Michael Holding and Ebony Rainford-Brent have been awarded the Freedom of the City of London in recognition of their “courageous stand against racism” during the English summer.

The pair were honoured at a virtual ceremony on Tuesday afternoon, after speaking passionately about their experiences of racism during their careers, amid the resurgence of the Black Lives Matter movement in the wake of the death of George Floyd in Minneapolis.

One particular segment on Sky Sports, screened during the first Test against West Indies at the Ageas Bowl in July, went viral on social media as Rainford-Brent gave an emotional account of how she was “drip-fed” racist comments during her playing days.

Holding, who claimed 249 Test wickets as one of the most feared fast bowlers of his generation, spoke out about racial “brain-washing” in a powerful live segment during a rain delay, and later broke down in tears during an appearance on Sky News, as he recounted the racism experienced by his parents.

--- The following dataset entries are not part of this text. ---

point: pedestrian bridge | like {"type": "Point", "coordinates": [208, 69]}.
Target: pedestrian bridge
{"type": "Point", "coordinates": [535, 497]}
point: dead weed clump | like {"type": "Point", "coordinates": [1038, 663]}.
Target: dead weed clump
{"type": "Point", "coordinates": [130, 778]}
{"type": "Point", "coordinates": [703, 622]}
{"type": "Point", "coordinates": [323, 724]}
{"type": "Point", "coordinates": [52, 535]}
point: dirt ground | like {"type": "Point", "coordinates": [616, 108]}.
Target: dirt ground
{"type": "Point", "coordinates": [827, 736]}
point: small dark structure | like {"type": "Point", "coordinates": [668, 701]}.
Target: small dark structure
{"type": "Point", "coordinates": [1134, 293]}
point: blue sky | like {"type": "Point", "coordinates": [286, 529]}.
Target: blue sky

In a memorable monologue, he cited the case of the black scientist, Lewis Howard Latimer, whose perfection of the carbon filament used in light bulbs was revolutionary, but is virtually unknown compared to the involvement of white inventor, Thomas Edison.

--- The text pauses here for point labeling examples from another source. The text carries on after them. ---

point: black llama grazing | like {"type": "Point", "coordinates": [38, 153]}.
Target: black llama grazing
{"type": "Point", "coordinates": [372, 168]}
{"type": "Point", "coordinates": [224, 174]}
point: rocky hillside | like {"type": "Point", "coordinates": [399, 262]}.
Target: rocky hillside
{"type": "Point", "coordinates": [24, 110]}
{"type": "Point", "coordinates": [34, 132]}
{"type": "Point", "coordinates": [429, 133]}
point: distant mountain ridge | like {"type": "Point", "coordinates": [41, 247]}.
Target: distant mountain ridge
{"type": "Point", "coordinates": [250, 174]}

“Everything should be taught,” he said. “In my school days, I was never taught anything good about black people and you cannot have a society that is brought up like that where you only teach what is convenient to the teacher.

“History is written by the conqueror, not those that are conquered. History is written by the people who do the harm, not by the people who are harmed. We need to go back and teach both sides of history.

“Until we do that and educate the entire human race, this thing will not stop. We need to teach and re-educate, as a lot of black people in this world are growing up believing that they are lesser than other people and that cannot be right.”

William Russell, the Lord Mayor of the City of London, said: “It is entirely right to call out prejudice in all its forms, and Ebony and Michael have taken a courageous stand in speaking out against racism in this country. The granting of the Freedom of the City of London recognises how they have added their voices to the growing global movement to stamp out racism.”

Rainford-Brent, who was the first black woman to play for England, featured in 22 ODIs and seven T20Is between 2001 and 2010.

She is now the director of Women’s Cricket at Surrey, and earlier this year launched the African Caribbean Engagement Programme (ACE) with Surrey to offer opportunities in cricket to young Africa-Caribbean boys and girls aged 11 to 18.

The programme recently received £540,000 over a three-year period from Sport England, and will be established as an independent charity with Rainford-Brent to serve as its chair. Earlier this month, Jofra Archer and Chris Jordan were unveiled as ambassadors.